My FreelanceFortune.com newsletter comes out twice a month (you can subscribe here). Blog posts are daily on weekdays.  They’re all free. I keep the quality high, and the marketing aimed at concrete value. My clients appreciate that – they tell me so. How can you reach out regularly to the people who depend on you?

One comment

  1. I just visited with an entrepreneur in his 28th year restoring classic automobiles. http://www.kensklassics.com/
    Okay I don’t like the way he spells “klassics” but everything else, he’s doing right! You have to, to stay in business when your clients spend $75k-$100k to get your technical/creative expertise.

    The lesson I took away from my visit with Ken was about the power of staying in touch with your clients, and how that can deliver concrete value.

    Every month Ken’s clients get a detailed diary of everything that’s been done on their cars, plus photos & an itemized statement.

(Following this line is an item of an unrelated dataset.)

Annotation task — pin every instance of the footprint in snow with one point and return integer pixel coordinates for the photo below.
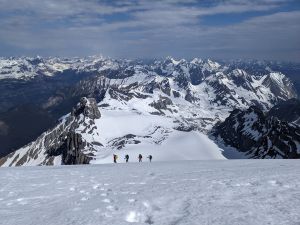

He’s showing evidence of the value they’re getting for their money. But more, he’s making them partners in the process. He’s taking them along on the journey.

    When that shiny roadster is back on the road, they’ll proudly tell the restoration story as if THEY were the ones who worked on the car–because Ken has made that story come alive for them. Pretty subtle marketing stuff for an auto mechanic.

    Thanks, Seth, for blogging about how consistent presence builds reliability & trust. In any business.